Chapter 25 Why PLS doesn’t always work

Learning goals for this lesson

Understand why PLS regression sometimes doesn’t perform as expected
Be able to make temperature response plots for agroclimatic metrics
Be able to relate temperatures at a study site to temperature responses of models to anticipate whether PLS analysis will be effective

25.1 Disappointing PLS performance

As we’ve seen in the previous chapter, results from PLS regression often don’t allow easy delineation of temperature response phases, especially when it comes to the chilling period. This problem didn’t really go away after replacing temperatures with agroclimatic metrics in the analysis. In many cases, we saw some short periods that matched the expected pattern, but these often only occurred at the beginning and end of the likely endodormancy phase, with a large gap between them.

To understand what’s going on here, we have to remind ourselves of what the analysis procedure we’re using can accomplish - and what it can’t.

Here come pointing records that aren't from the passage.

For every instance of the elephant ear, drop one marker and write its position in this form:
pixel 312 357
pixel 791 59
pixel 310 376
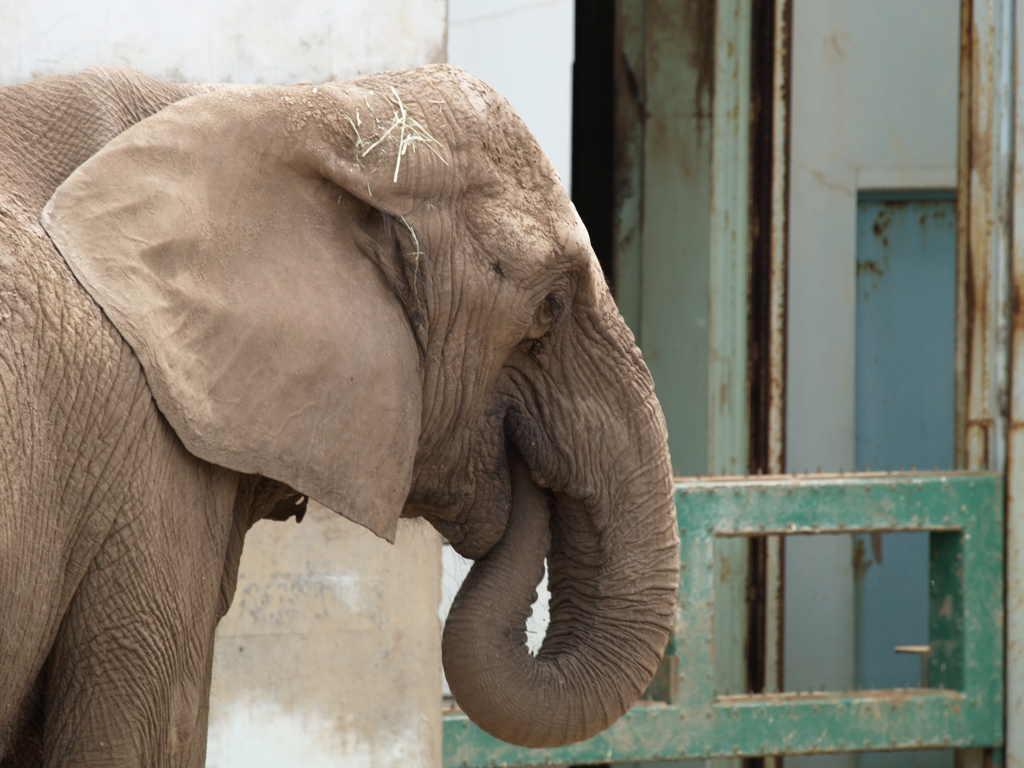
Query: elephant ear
pixel 247 276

25.2 What PLS regression can find

What PLS looks for is responses of a response variable to variation in the input variable. We’ve already learned earlier that this response should be monotonic, i.e. the response (bloom date) should be either positively or negatively correlated with the input variables. The sign of this relationship should not change halfway through the range of the input variables.

Another prerequisite for a successful PLS regression, which may seem so obvious that we usually don’t pay much attention to it, is that there needs to be meaningful variation in the signal variables in the first place. If the independent variables don’t vary, we obviously can’t detect a response to variation. In the specific example we’re looking at, if chill effectiveness is always more or less the same during a certain period, we can’t expect PLS regression to derive much useful information on the temperature response during this phase.

Let’s explore whether the reason for poor PLS performance might be low variation in chill accumulation during particular periods, in particular during the winter in cold study locations such as Klein-Altendorf or Beijing. We’ll start by making a plot of the model response to temperature.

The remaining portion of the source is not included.